A puzzle was simply the contrast case - a question that I had no answer to, perhaps, but that I also didn’t need an answer to. Solving the puzzle would make no difference to my life.

I realise I am writing right now about a problem, and a very serious one: What is life for?

I’m almost embarrassed to pose the question as directly and openly as that. But that is how the question presents itself to me right now - and not in thought, not as an idle intellectual game, but in life, in my life, in the absurdly few hours that I have left on this earth.

These minutes, these hours … this tiny sliver of time that remains: What is it for?

-

Annika and I were talking the other night about careers. A question came into my mind.

“What if love was our career,” I asked? “Our love, our love for Rahi, Rahi’s love for us. The new baby, the love in our family. What if that was what we worked on?

"What if that was the centre of our lives, our biggest priority? What if it was the most important thing in all the decisions we took?”

-

What about money, though? Love is great, but Rahi eats blueberries, and Annika insists they be organic. We can’t pay for that with love.

I am existentially worried about money. I don’t mean by this that we struggle to find enough money to survive. Rather, I mean to describe the feeling and the weight of the worry.

Earning money feels like a matter of life and death to me. I am terrified by the prospect of poverty and my family being on the street; more to the point, the prospect is alive. It feels in my fear like an actual possibility.

Of course, everything is possible. But a sober judge would estimate the probability of poverty striking the Böddeling-Sanklecha empire as vanishingly small and tending to zero (this is what the Gods call hubris, so forgive me, Zeus!).

If we had enough money, I told Annika, I would happily stop working and just devote myself to us, to our love.

-

“Pahóm’s heart kindled with desire. He thought:

‘Why should I suffer in this narrow hole, if one can live so well elsewhere? I will sell my land and my homestead here, and with the money I will start afresh over there and get everything new. In this crowded place one is always having trouble.’”

-

It’s interesting, how without realising or wanting to, I see “work” as something that I have to do and love as something that will fit into the gaps that work leaves open.

The question that I spoke to Anni - more accurately, the question that was spoken through me - keeps coming back.

What if we lived a life around love?

It’s not some Jesus ideal I’m after. I currently have no aspirations to loving everyone. It’s much more modest than that. I’ve got love at home. What a gift! Why don’t I take up the gift and honour it?

-

Some weeks ago, after Rahi had gone to bed, instead of working Annika and I sat around the kitchen table and talked. We talked like we used to in the months in which we fell in love. We were open and present, we shared freely of ourselves and we received generously of the other.

In the midst of a sentence I broke off, and just looked at my wife.

I’m sorry, I said. I’d stopped listening. You have really beautiful eyes.
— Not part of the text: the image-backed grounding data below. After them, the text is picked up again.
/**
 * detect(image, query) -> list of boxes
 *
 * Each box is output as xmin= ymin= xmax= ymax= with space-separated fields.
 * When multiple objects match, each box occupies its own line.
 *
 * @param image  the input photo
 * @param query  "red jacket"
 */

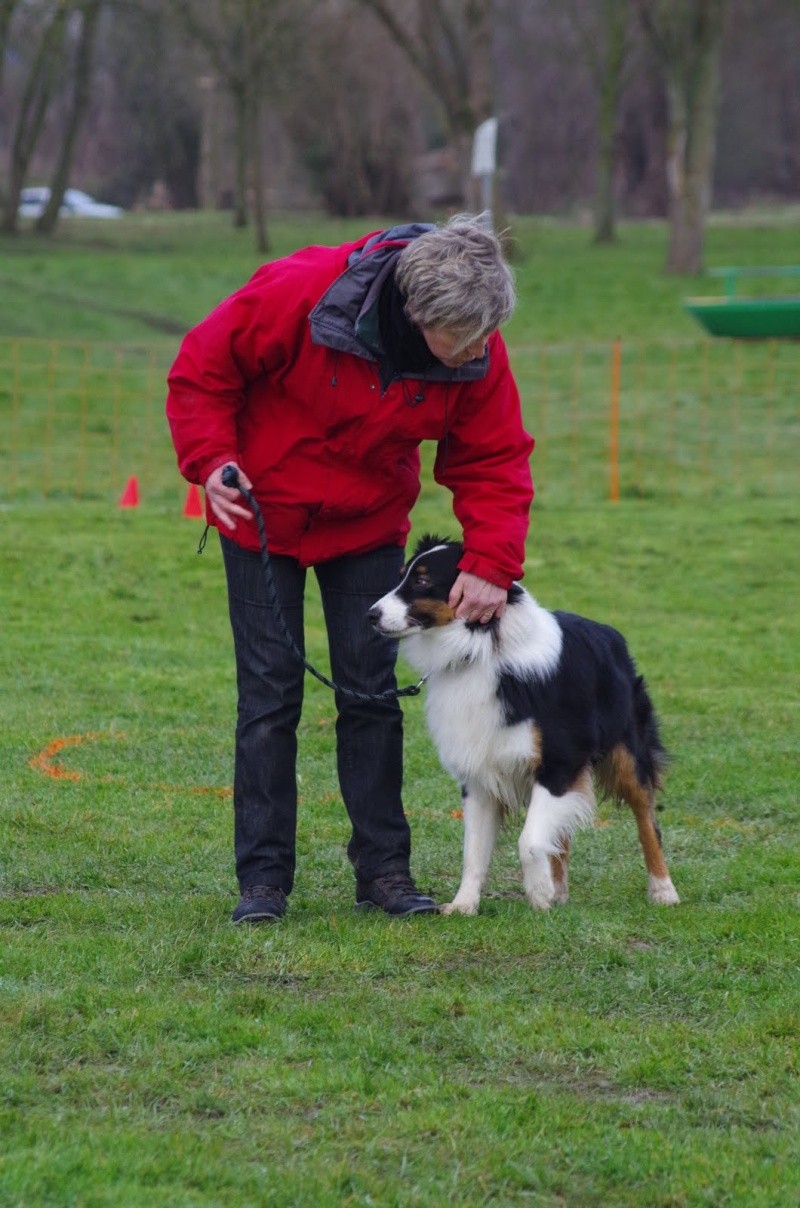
xmin=166 ymin=226 xmax=534 ymax=588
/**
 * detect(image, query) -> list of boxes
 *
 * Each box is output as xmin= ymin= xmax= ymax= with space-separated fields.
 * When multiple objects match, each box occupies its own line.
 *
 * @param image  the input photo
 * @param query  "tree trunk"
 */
xmin=592 ymin=0 xmax=628 ymax=244
xmin=636 ymin=0 xmax=727 ymax=275
xmin=232 ymin=84 xmax=249 ymax=228
xmin=244 ymin=0 xmax=268 ymax=253
xmin=0 ymin=0 xmax=21 ymax=97
xmin=37 ymin=1 xmax=103 ymax=236
xmin=197 ymin=74 xmax=221 ymax=210
xmin=354 ymin=0 xmax=494 ymax=211
xmin=1 ymin=3 xmax=68 ymax=234
xmin=464 ymin=0 xmax=494 ymax=210
xmin=665 ymin=43 xmax=720 ymax=274
xmin=249 ymin=91 xmax=269 ymax=254
xmin=594 ymin=70 xmax=620 ymax=243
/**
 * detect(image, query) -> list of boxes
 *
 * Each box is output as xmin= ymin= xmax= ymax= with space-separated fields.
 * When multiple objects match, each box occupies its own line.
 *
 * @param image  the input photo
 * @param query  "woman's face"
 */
xmin=420 ymin=328 xmax=492 ymax=368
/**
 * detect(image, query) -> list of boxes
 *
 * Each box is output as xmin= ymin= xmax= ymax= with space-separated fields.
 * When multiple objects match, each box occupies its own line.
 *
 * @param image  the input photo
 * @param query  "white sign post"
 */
xmin=471 ymin=117 xmax=498 ymax=228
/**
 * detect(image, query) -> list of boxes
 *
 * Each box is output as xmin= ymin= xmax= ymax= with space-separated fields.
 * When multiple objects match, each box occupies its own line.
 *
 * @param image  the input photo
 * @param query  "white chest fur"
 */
xmin=424 ymin=664 xmax=538 ymax=805
xmin=399 ymin=592 xmax=562 ymax=807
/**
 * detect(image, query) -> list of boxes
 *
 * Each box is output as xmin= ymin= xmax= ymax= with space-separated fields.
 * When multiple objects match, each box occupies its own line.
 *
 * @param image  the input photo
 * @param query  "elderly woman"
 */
xmin=166 ymin=214 xmax=534 ymax=923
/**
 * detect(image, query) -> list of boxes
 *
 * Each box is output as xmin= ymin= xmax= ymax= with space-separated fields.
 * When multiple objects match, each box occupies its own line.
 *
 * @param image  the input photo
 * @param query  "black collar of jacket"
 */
xmin=308 ymin=225 xmax=490 ymax=384
xmin=376 ymin=276 xmax=438 ymax=390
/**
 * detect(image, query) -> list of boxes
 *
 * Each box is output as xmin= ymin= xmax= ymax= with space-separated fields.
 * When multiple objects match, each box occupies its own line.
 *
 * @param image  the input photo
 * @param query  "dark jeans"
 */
xmin=220 ymin=535 xmax=409 ymax=894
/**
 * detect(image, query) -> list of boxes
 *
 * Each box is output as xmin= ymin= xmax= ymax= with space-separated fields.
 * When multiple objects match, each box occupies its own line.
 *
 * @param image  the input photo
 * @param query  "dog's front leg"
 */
xmin=441 ymin=786 xmax=500 ymax=916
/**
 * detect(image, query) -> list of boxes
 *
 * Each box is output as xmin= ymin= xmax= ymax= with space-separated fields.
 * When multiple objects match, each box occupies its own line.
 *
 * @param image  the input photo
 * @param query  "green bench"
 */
xmin=683 ymin=265 xmax=800 ymax=338
xmin=708 ymin=265 xmax=800 ymax=298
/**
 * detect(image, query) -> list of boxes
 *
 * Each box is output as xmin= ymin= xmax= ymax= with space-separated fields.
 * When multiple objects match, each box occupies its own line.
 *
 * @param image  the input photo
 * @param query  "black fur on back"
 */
xmin=497 ymin=610 xmax=666 ymax=798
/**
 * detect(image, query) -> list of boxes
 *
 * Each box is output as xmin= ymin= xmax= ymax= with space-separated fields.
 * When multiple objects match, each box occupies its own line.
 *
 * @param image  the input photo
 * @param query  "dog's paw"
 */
xmin=551 ymin=880 xmax=569 ymax=905
xmin=524 ymin=881 xmax=556 ymax=911
xmin=441 ymin=899 xmax=479 ymax=917
xmin=648 ymin=875 xmax=680 ymax=905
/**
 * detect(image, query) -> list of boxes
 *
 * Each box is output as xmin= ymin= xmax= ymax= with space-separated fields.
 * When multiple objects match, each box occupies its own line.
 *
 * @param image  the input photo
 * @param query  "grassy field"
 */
xmin=1 ymin=211 xmax=799 ymax=1206
xmin=2 ymin=209 xmax=798 ymax=510
xmin=2 ymin=206 xmax=800 ymax=344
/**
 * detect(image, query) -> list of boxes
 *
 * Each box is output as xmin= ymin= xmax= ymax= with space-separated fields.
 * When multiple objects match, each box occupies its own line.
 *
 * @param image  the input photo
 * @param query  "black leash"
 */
xmin=220 ymin=465 xmax=425 ymax=703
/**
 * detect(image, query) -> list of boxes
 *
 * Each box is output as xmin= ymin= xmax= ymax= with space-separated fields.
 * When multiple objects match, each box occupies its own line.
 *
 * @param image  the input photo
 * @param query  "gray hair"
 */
xmin=395 ymin=213 xmax=516 ymax=351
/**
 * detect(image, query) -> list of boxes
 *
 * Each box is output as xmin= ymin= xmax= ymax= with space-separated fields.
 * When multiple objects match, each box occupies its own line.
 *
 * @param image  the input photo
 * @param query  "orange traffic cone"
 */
xmin=183 ymin=484 xmax=204 ymax=518
xmin=119 ymin=476 xmax=139 ymax=508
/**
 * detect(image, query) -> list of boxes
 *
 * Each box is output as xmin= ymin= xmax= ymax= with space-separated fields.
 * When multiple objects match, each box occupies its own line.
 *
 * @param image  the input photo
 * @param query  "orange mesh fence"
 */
xmin=1 ymin=338 xmax=174 ymax=505
xmin=512 ymin=337 xmax=798 ymax=504
xmin=0 ymin=335 xmax=797 ymax=506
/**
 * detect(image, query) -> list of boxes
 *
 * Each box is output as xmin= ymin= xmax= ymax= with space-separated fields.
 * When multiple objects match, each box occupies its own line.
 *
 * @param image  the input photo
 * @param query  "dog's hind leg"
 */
xmin=519 ymin=772 xmax=595 ymax=911
xmin=550 ymin=835 xmax=571 ymax=904
xmin=604 ymin=745 xmax=679 ymax=905
xmin=441 ymin=786 xmax=501 ymax=916
xmin=636 ymin=794 xmax=679 ymax=905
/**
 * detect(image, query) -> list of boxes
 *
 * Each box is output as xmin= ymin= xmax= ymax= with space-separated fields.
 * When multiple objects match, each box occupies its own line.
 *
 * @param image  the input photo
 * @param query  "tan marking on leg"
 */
xmin=531 ymin=723 xmax=543 ymax=769
xmin=550 ymin=834 xmax=571 ymax=904
xmin=600 ymin=745 xmax=679 ymax=903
And the thing is - she does! Soft, alive, flashing with love and something else, something indefinable but so clearly recognisable, something that lights up our tiny kitchen with a quiet and still beauty.

Her face scrunched up a little, as it does when she feels shy.
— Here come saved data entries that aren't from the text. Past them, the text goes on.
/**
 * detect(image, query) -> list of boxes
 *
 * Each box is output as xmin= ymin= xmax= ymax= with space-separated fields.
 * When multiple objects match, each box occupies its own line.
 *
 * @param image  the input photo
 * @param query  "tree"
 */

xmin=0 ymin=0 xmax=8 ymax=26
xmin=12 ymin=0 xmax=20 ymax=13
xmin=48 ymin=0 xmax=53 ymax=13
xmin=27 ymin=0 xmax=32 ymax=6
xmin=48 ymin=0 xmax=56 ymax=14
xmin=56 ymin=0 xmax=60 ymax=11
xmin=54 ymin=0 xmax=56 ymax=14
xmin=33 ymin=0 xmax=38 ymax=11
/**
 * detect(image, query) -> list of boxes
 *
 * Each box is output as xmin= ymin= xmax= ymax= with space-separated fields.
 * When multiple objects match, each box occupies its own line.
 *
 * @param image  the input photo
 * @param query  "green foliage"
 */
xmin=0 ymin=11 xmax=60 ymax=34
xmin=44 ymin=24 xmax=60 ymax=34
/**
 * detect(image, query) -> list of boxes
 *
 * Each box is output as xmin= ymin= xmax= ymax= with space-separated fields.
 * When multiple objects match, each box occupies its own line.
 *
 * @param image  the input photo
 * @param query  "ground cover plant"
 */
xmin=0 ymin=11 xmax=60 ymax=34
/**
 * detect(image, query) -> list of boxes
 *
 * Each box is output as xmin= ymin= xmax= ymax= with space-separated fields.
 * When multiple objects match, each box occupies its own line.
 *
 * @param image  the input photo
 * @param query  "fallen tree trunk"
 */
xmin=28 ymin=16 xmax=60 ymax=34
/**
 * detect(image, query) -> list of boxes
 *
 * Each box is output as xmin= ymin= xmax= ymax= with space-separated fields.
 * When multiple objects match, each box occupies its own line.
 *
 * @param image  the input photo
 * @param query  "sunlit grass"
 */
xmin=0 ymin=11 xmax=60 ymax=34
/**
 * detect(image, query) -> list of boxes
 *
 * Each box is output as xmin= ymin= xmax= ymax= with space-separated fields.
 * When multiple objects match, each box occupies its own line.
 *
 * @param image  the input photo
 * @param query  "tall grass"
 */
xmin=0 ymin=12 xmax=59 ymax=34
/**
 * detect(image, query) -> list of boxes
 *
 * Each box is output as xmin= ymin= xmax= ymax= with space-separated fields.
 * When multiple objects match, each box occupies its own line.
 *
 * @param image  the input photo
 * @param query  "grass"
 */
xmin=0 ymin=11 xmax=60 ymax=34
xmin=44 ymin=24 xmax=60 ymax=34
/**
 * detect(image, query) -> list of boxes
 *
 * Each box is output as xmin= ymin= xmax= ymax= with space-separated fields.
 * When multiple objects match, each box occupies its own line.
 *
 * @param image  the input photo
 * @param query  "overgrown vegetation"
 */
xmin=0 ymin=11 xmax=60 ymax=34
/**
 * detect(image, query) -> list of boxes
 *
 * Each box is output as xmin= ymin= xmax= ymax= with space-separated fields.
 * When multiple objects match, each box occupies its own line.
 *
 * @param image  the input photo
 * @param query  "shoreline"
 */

I kept looking. I was unable to stop.

For a moment, I saw Annika again.

For a moment, all the accumulated weight of my life, of our lives together, our duties and our disagreements … all of this went quiet and I was allowed to see my wife again.

She is very beautiful.

-

Would it not be something, to organise my life around the aim of being able to see my wife? The aim of being present to my son?
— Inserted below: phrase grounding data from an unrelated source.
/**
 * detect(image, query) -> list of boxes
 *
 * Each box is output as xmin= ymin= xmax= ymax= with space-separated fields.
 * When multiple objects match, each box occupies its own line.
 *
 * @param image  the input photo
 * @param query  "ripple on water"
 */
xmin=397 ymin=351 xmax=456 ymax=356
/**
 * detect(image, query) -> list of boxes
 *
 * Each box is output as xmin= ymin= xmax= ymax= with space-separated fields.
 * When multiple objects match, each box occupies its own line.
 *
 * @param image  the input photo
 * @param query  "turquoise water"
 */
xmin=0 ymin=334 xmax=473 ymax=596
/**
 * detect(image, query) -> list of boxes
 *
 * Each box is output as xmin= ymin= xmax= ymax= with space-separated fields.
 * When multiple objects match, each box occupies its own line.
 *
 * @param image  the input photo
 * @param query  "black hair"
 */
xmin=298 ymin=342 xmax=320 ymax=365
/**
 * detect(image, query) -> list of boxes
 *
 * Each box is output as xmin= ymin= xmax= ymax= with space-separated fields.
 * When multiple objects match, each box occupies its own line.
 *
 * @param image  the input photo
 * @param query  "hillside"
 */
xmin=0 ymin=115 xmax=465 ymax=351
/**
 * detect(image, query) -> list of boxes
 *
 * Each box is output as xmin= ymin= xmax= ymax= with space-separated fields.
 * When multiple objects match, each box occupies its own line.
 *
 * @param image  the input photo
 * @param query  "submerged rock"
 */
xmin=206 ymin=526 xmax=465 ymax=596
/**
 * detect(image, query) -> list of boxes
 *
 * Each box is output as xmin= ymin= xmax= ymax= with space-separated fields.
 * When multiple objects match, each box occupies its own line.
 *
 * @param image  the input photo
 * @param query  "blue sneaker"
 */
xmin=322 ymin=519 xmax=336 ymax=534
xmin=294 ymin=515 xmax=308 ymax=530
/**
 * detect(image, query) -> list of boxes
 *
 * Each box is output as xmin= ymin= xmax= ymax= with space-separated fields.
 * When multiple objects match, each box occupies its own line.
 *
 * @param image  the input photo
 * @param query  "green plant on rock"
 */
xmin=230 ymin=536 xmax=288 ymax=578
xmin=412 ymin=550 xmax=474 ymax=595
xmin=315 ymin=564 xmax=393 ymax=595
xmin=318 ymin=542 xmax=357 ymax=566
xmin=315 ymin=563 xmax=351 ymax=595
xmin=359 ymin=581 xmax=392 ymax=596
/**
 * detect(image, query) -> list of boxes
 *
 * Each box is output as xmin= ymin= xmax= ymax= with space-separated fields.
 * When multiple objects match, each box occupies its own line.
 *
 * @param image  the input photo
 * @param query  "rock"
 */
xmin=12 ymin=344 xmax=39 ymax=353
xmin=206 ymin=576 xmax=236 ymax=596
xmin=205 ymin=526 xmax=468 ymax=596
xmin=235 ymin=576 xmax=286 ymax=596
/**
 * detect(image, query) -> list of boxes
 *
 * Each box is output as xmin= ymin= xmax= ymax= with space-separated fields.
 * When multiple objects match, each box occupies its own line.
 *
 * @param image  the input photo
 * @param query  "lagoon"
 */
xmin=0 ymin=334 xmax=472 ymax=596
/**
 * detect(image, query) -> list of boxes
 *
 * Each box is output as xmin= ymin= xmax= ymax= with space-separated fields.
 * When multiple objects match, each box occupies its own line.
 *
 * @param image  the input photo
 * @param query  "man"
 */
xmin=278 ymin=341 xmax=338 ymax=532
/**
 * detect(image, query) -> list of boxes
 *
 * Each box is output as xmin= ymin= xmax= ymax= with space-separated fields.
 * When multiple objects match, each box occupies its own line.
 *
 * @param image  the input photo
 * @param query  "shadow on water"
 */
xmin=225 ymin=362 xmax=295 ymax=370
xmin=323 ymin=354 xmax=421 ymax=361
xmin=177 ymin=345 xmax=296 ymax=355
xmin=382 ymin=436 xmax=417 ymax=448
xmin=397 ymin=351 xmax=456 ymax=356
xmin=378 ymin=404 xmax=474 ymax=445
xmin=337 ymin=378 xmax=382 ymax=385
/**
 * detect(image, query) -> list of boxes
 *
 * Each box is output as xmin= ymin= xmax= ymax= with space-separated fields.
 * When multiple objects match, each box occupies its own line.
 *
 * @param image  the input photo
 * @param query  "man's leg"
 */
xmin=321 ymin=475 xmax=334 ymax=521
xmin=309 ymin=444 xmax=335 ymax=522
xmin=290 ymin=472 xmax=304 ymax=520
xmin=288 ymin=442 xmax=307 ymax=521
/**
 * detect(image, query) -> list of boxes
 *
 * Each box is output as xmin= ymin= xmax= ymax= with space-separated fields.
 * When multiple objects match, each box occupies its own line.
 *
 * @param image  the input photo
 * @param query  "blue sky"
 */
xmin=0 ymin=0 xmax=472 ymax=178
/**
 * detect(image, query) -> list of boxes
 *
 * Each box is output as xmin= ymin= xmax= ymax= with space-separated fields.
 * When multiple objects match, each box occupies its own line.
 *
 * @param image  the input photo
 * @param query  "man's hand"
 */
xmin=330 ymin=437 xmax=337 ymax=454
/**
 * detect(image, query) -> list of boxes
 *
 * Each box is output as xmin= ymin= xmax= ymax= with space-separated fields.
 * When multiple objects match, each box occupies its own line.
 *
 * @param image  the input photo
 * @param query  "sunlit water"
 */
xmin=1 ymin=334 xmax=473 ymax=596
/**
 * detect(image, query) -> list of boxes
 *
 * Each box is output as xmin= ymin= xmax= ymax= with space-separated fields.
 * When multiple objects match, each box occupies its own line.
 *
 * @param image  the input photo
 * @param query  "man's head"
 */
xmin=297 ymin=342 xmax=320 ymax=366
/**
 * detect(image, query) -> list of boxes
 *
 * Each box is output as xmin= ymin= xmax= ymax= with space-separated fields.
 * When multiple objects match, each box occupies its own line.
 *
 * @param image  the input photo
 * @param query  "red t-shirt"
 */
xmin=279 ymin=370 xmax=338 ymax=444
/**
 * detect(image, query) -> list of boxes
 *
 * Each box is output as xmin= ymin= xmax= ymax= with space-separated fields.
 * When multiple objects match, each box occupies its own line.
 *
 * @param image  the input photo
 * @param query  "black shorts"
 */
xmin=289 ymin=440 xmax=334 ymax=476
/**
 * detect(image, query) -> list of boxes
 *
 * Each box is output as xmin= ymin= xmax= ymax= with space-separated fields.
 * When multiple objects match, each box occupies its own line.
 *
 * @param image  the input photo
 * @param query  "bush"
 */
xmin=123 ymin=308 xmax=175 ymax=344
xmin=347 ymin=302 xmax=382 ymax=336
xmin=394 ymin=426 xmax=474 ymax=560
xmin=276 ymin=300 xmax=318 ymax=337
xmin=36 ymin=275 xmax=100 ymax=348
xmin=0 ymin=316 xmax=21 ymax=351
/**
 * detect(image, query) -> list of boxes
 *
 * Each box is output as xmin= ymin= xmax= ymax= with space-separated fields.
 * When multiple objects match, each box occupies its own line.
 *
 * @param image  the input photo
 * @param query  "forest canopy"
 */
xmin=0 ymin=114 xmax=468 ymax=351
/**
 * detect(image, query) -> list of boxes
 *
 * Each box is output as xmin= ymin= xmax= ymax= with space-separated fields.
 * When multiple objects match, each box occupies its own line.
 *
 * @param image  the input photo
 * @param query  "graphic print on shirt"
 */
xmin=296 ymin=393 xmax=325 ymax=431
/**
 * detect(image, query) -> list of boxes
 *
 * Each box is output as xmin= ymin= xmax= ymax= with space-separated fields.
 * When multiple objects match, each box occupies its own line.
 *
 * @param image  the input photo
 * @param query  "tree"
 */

Would it not be something to organise my life around love? To make love the thing I have to do, and let “work” fit into the gaps around it?

-

“‘Ah, that’s a fine fellow!’ exclaimed the Chief ‘He has gained much land!’

"Pahóm’s servant came running up and tried to raise him, but he saw that blood was flogging from his mouth. Pahóm was dead!

"The Bashkírs clicked their tongues to show their pity.

"His servant picked up the spade and dug a grave long enough for Pahóm to he in, and buried him in it. Six feet from his head to his heels was all he needed.”